Python 2, 140 bytes, 4266 colliding words
I didn’t really want to start with the non-printable bytes thing given their unclear tweetability, but well, I didn’t start it. :-P
00000000: efbb bf64 6566 2066 2873 293a 6e3d 696e ...def f(s):n=in
00000010: 7428 732e 656e 636f 6465 2827 6865 7827 t(s.encode('hex'
00000020: 292c 3336 293b 7265 7475 726e 206e 2528 ),36);return n%(
00000030: 382a 2a38 2b31 2d32 3130 2a6f 7264 2827 8**8+1-210*ord('
00000040: 6f8e 474c 9f5a b49a 01ad c47f cf84 7b53 o.GL.Z........{S
00000050: 49ea c71b 29cb 929a a53b fc62 3afb e38e I...)....;.b:...

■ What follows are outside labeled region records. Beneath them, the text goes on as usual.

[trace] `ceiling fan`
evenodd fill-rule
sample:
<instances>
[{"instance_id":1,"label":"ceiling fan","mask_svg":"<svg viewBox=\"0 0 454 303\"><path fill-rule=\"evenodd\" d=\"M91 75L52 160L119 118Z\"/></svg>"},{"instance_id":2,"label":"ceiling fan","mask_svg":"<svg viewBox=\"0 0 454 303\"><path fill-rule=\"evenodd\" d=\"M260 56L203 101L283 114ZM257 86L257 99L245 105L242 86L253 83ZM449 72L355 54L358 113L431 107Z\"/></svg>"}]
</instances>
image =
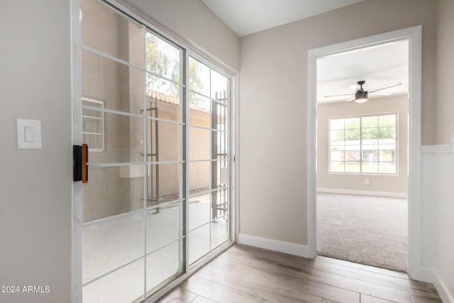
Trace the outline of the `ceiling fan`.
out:
<instances>
[{"instance_id":1,"label":"ceiling fan","mask_svg":"<svg viewBox=\"0 0 454 303\"><path fill-rule=\"evenodd\" d=\"M389 96L391 94L391 93L387 93L387 92L377 92L378 91L382 90L382 89L389 89L390 87L397 87L397 85L401 85L402 83L401 82L394 82L394 83L390 83L389 84L387 85L383 85L382 87L375 87L375 89L369 89L368 91L365 91L364 89L362 88L362 85L365 83L366 82L365 80L361 80L361 81L358 81L358 85L350 85L350 88L351 88L353 92L355 92L354 93L351 93L351 94L333 94L333 95L331 95L331 96L325 96L325 98L328 98L328 97L339 97L339 96L350 96L352 94L353 94L354 96L352 97L351 98L345 100L345 101L353 101L355 100L355 101L356 103L364 103L366 101L367 101L367 97L369 95L369 94L370 94L371 95L375 95L375 96Z\"/></svg>"}]
</instances>

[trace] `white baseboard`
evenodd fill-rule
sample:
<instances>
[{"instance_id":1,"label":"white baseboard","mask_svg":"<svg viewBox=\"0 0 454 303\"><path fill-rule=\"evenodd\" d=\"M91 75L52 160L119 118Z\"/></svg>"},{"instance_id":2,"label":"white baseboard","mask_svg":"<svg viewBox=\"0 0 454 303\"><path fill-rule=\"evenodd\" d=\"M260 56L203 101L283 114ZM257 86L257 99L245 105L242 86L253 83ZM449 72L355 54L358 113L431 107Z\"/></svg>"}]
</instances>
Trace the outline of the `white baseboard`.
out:
<instances>
[{"instance_id":1,"label":"white baseboard","mask_svg":"<svg viewBox=\"0 0 454 303\"><path fill-rule=\"evenodd\" d=\"M266 238L256 237L254 236L245 235L244 233L240 233L238 236L238 243L240 244L245 244L260 248L269 249L270 250L279 251L279 253L285 253L290 255L299 255L300 257L309 258L308 247L301 244L295 244Z\"/></svg>"},{"instance_id":2,"label":"white baseboard","mask_svg":"<svg viewBox=\"0 0 454 303\"><path fill-rule=\"evenodd\" d=\"M408 199L406 192L372 192L370 190L344 189L341 188L317 187L317 192L327 192L329 194L355 194L359 196L386 197L389 198Z\"/></svg>"},{"instance_id":3,"label":"white baseboard","mask_svg":"<svg viewBox=\"0 0 454 303\"><path fill-rule=\"evenodd\" d=\"M454 297L450 292L446 283L433 268L421 268L418 271L418 275L412 277L420 281L433 284L443 303L454 303Z\"/></svg>"},{"instance_id":4,"label":"white baseboard","mask_svg":"<svg viewBox=\"0 0 454 303\"><path fill-rule=\"evenodd\" d=\"M454 303L454 294L451 294L446 285L446 283L440 277L438 274L435 272L435 281L433 284L435 285L435 288L437 289L438 294L441 300L444 303Z\"/></svg>"}]
</instances>

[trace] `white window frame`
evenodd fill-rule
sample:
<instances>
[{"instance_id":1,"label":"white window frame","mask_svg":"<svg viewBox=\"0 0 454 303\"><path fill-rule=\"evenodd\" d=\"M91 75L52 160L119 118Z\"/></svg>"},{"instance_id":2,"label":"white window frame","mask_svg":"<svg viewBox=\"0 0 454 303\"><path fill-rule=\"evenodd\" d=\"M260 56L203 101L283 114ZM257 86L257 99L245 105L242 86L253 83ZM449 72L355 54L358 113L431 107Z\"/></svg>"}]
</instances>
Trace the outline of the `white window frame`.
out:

00000060: e533 7360 982a 50a0 2a82 1f7d 768c 7877 .3s`.*P.*..}v.xw
00000070: d78a cb4f c5ef 9bdb 57b4 7745 3a07 8cb0 ...O....W.wE:...
00000080: 868f a927 5b6e 2536 375d 2929 ...'[n%67]))
Python 2, 140 printable bytes, 4662 4471 4362 colliding words
def f(s):n=int(s.encode('hex'),16);return n%(8**8+3-60*ord('4BZp%(jTvy"WTf.[Lbjk6,-[LVbSvF[Vtw2e,NsR?:VxC0h5%m}F5,%d7Kt5@SxSYX-=$N>'[n%71]))
Inspired by the form of kasperd’s solution, obviously—but with the important addition of an affine transformation on the modulus space, and entirely different parameters.